DURBAN: President Jacob Zuma urged world governments to put aside national interests and work towards finding real solutions to climate change in the interests of humanity.
At the high-level plenary session of COP17 yesterday, attended by 12 heads of state and 130 government ministers, Zuma called on delegates to make the right decisions in the deal they thrashed out at the conference and not to disappoint the “citizens of the globe”.
“We are all agreed the Earth is in danger. We are all agreed we must do something about it. The problem is when we say ‘what’ and ‘how’. The world is looking at us with hope that we will be able to take decisions which help save the globe – for ourselves and for coming generations,” Zuma said.
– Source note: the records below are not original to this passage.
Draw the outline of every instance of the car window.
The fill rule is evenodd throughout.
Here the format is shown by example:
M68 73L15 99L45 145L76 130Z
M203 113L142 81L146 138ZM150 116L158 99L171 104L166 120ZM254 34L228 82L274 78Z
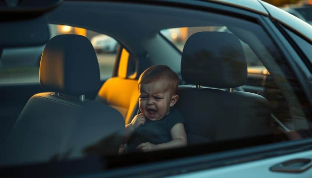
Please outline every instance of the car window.
M298 11L305 19L308 21L312 21L312 12L311 8L297 8L296 10Z
M86 37L95 51L101 78L112 76L119 43L111 37L85 29L49 24L50 37L58 35L76 34ZM0 58L0 84L37 83L39 66L45 45L4 48Z
M305 56L312 62L312 45L301 37L295 34L291 31L284 27L284 29L297 43L298 46L302 49Z
M205 26L178 28L165 29L160 33L175 45L181 52L188 38L192 34L199 31L220 31L232 33L226 26ZM261 61L248 45L241 40L241 43L244 49L247 65L249 67L262 67Z
M278 52L278 50L275 48L275 47L273 47L274 45L271 43L271 42L269 41L258 41L259 43L258 44L253 44L252 42L250 41L246 40L245 38L246 36L242 35L242 33L244 31L243 30L231 26L229 28L233 29L235 32L234 34L238 37L240 40L246 57L248 67L248 76L245 85L242 87L244 90L245 91L254 93L261 95L267 99L271 105L271 111L273 114L272 117L275 118L274 119L276 119L278 122L282 123L283 125L281 127L285 126L288 130L295 130L295 128L296 127L298 127L298 128L301 127L307 128L309 127L310 127L309 126L310 124L310 123L312 121L311 120L310 107L307 107L308 103L306 100L305 99L303 99L303 101L301 100L302 100L302 95L304 95L302 91L298 92L296 91L297 89L295 90L294 89L292 88L295 87L298 84L295 84L290 82L290 81L295 80L295 79L293 75L291 74L288 71L285 70L285 69L289 67L286 66L284 62L280 64L278 63L280 62L281 60L283 60L282 59L283 57L280 55L280 53ZM191 27L171 28L161 30L160 32L182 52L183 50L186 42L189 37L194 33L200 31L220 31L233 34L226 26ZM249 35L251 35L251 38L252 38L251 36L253 35L251 35L251 31L250 31L248 33L249 33ZM248 33L246 35L248 34ZM254 36L254 37L259 38L258 36L256 37ZM261 44L261 42L264 42L265 43ZM250 44L251 46L253 46L252 48L249 45L247 44L249 43L250 43ZM290 93L286 93L288 92L285 92L283 91L283 90L282 88L283 87L282 86L283 84L278 84L278 82L276 82L276 79L274 79L274 77L270 75L270 71L271 70L268 70L265 66L268 66L264 65L261 60L259 59L260 58L263 58L263 56L261 56L259 53L260 52L260 51L258 51L259 48L265 47L263 46L261 47L262 45L267 45L272 47L270 50L262 48L263 54L263 53L266 53L267 54L266 55L271 55L269 54L274 51L275 55L275 56L271 56L269 58L269 59L262 59L262 61L267 63L267 65L269 65L269 66L270 66L271 67L269 68L269 69L271 68L272 69L271 70L277 70L277 68L278 68L280 70L280 72L284 73L280 77L284 79L283 80L285 80L285 81L288 83L287 85L288 85L287 88L292 91ZM266 51L264 53L264 51ZM257 53L257 55L256 54ZM276 55L277 54L278 55ZM207 60L209 60L208 59ZM274 60L277 60L278 63L275 63L274 61ZM279 65L282 64L282 66L279 66ZM279 75L281 74L281 73L280 73ZM285 96L286 95L288 96ZM296 104L298 104L298 107L302 108L302 110L300 112L305 116L304 117L305 118L305 123L304 124L303 123L299 123L300 122L295 118L298 116L295 117L293 116L291 116L292 113L293 113L293 111L292 110L295 109L291 108L292 106L290 103L287 101L288 99L287 98L293 97L295 96L296 96L296 98L298 97L296 99L297 103ZM303 96L303 98L304 98L304 96ZM283 112L281 112L282 110ZM285 112L286 111L287 111ZM295 123L296 122L297 123ZM299 126L300 125L301 126ZM297 126L295 126L295 125L297 125Z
Delegates needed to rekindle trust between nations if they were to find solutions for the problems caused by climate change. The time had come to move to action and implementation and to raise the level of ambition of all countries to do more.
Developed countries would have to take the lead in addressing climate change, in reducing greenhouse gases, and in providing support to developing countries to tackle climate change, he said.
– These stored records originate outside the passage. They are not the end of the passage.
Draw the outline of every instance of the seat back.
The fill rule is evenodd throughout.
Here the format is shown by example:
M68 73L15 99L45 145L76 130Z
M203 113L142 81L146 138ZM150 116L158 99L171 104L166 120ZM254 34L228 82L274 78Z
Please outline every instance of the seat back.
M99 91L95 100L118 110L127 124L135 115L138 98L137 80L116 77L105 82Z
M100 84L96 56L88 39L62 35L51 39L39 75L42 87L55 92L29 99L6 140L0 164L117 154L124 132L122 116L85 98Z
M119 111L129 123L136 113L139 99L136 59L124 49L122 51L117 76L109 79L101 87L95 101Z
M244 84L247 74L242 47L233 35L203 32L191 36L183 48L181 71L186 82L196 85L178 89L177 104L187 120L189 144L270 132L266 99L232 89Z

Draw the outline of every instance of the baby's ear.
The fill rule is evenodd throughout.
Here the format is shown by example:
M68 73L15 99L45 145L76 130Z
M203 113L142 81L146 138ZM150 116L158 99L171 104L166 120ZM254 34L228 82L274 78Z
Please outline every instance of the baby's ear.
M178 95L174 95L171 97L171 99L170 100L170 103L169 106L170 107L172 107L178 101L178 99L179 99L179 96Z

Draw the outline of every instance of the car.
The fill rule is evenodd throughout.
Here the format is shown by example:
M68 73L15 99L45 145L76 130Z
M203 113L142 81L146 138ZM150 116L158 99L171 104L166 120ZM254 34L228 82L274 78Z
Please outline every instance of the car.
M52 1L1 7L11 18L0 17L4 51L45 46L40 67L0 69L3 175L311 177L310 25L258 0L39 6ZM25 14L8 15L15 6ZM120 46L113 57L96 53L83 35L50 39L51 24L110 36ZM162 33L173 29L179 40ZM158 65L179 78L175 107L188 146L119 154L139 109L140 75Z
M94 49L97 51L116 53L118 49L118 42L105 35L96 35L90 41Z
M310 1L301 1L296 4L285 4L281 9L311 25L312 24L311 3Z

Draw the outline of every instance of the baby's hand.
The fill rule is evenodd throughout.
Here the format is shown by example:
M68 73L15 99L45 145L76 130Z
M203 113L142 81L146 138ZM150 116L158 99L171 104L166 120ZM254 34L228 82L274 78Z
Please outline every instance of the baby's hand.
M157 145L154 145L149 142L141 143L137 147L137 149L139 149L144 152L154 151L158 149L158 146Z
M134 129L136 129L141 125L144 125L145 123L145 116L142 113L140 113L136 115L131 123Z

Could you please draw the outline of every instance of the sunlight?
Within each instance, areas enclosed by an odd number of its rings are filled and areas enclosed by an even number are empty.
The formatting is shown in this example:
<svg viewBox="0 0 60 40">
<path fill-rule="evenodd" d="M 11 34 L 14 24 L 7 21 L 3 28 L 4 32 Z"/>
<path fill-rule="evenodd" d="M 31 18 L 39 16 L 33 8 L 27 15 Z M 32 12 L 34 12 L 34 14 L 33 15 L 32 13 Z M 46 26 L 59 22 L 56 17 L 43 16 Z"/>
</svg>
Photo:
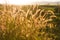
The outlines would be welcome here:
<svg viewBox="0 0 60 40">
<path fill-rule="evenodd" d="M 60 0 L 0 0 L 0 3 L 16 4 L 16 5 L 27 5 L 34 2 L 59 2 Z"/>
</svg>

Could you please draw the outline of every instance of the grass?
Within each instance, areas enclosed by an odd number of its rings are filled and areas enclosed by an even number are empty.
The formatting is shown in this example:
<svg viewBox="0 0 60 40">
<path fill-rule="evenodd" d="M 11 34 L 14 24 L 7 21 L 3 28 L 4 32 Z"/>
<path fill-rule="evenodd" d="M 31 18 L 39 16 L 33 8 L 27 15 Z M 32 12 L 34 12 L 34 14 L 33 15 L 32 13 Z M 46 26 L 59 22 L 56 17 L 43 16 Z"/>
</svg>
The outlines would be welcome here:
<svg viewBox="0 0 60 40">
<path fill-rule="evenodd" d="M 0 40 L 56 40 L 54 9 L 39 5 L 9 7 L 0 10 Z"/>
</svg>

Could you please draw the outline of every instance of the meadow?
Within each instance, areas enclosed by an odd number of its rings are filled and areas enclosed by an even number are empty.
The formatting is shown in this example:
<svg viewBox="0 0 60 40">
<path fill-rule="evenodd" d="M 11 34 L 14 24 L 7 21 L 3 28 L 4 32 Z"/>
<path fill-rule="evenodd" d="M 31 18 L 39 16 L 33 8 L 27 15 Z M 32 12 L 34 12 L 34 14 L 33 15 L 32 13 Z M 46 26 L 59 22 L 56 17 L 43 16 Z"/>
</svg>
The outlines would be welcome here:
<svg viewBox="0 0 60 40">
<path fill-rule="evenodd" d="M 60 40 L 60 6 L 0 4 L 0 40 Z"/>
</svg>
Developed countries had benefited from high levels of greenhouse gas emissions to reach their own level of development. It was only fair that developing countries be provided with “developmental space” so they too may develop and eradicate poverty.
Zuma said the Durban conference was a “decisive moment”. The first period of the Kyoto protocol was about to end and how it was to continue had not been resolved. If it were not resolved, other matters COP had to tackle would become extremely difficult.
In a reference to Japan, Canada and Russia saying they would bail out of the protocol, Zuma urged those countries which were bound by the Kyoto protocol to implement the commitments they had agreed to in previous years, and for “all of these to share the load”.
UN secretary-general Ban Ki-moon told delegates while the ultimate goal of getting a legally-binding agreement at Durban might be beyond their reach now, this should not prevent the conference making real progress in the many other areas under negotiation.
“Without exaggeration, I can say the future of the planet is at stake… We are nearing a point of no return and must pull back from the abyss,” Ban said.
Everyone recognised the reality of the time, the economic crisis and the differing domestic policies of nations.
“Yet, the world cannot accept an answer ‘no’ from Durban. Now is the time for Durban.
“Now is the time to be ambitious. It is not the first time we’ve been confronted by sceptics and nay-sayers and showed they were wrong. Let us not falter,” Ban said.